Like all things perimenopause, women should never accept incontinence as a part of an aging process that they need to just ‘get through’. You might want to begin with some absorbent pads and a waterproof mattress pad. Just to tie you over until you’ve tried some of our suggestions and found a solution that reduces your struggles:
Keep a journal
Sounds bizarre, I know. But seriously, record bathroom visits, any instances of leakage or sudden urges, what you were doing when it happened, and your fluid intake. Take this diary to your next doctor’s appointment, It’ll provide some important information for finding the best solutions.
Pelvic Floor Therapy
This is a must! The types of exercise you do will depend on the type of incontinence you’re experiencing – stress, urgency, overflow, or heaven forbid, all three.
Kegals will almost always be part of the therapy. Remember those? We tried them in the 90’s to have better sex.
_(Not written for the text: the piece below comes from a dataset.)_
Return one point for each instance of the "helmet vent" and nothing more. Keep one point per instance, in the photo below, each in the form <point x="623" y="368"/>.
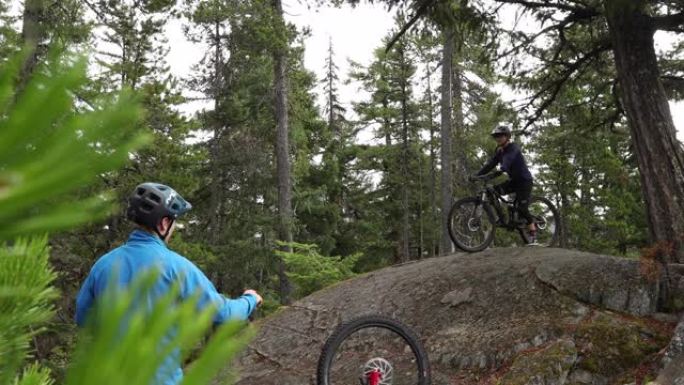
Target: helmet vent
<point x="146" y="207"/>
Then we were told to be diligent with them after delivering a baby, but who really had the energy for that? And now they’re back. This is usually a starting point of your pelvic floor therapy.
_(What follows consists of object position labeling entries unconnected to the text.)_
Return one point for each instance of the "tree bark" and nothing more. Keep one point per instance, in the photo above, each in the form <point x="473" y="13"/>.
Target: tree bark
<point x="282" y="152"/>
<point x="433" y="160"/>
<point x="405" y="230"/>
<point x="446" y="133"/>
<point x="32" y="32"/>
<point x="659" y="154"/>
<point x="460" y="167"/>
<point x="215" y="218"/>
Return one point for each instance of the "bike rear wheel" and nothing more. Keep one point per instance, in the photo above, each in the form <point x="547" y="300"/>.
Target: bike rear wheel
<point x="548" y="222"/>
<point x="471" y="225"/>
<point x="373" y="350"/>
From there your pelvic floor therapy may include:
– Internal manual manipulation to help relax the pelvic floor muscles and alleviate trigger points.
– Electrical stimulation designed to stimulate pelvic floor muscle activation.
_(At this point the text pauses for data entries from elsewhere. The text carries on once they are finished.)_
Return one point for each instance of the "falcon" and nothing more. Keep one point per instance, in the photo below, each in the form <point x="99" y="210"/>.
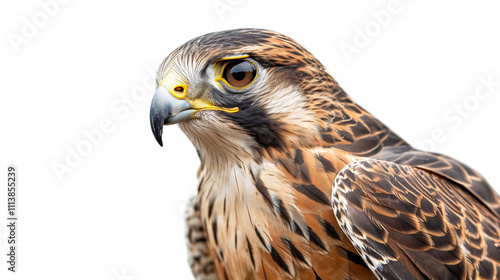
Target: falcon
<point x="297" y="181"/>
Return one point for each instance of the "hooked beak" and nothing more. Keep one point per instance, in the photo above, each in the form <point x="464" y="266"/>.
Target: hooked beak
<point x="169" y="109"/>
– Devices like vaginal dilators and weighted cones to gently stretch and relax the muscle
It’s not just for your wrinkles anymore. Botox is now FDA-approved for the treatment of Urgency Incontinence. Botox injections disrupt the communication between muscles and nerves, preventing misleading signals from the bladder to the brain that falsely indicate fullness. And like it does for our crows fee, it temporarily paralyzes the bladder muscle to reduces spasms.
This is a behavior therapy technique to help manage incontinence. The main goal is to gradually increase the time between bathroom visits to increase the bladder’s ability to hold fluids.
Next time you feel the need to pee, don’t. Start by resisting the urge for about five minutes, then over a few days gradually extend the duration to 10 minutes. Keep at this for a few weeks, gradually increasing the time between bathroom visits every couple of days. Apparently many women find this technique has helped them achieve a three to four hour window between bathroom breaks. I’ll believe it when I see it.
Surgery can be an effective treatment option for many cases. The type of surgery will depend on the type of incontinence you’re experiencing. Surgical procedures might be vaginal or abdominal, but most are minimally invasive day surgeries.
So there you have it. Your life doesn’t need to become one long Depends commercial. There are actually quite a few things you can try to help reduce and improve your incontinence.
And of course, it’s always important to talk with your health care practitioner about your incontinence. Don’t wait 6.5 years to get help. Book an appointment today. I am!
Because in case you were wondering, I peed two more times during the 2.5 hours it took me to write this blog. It’s definitely time to get serious about these kegels!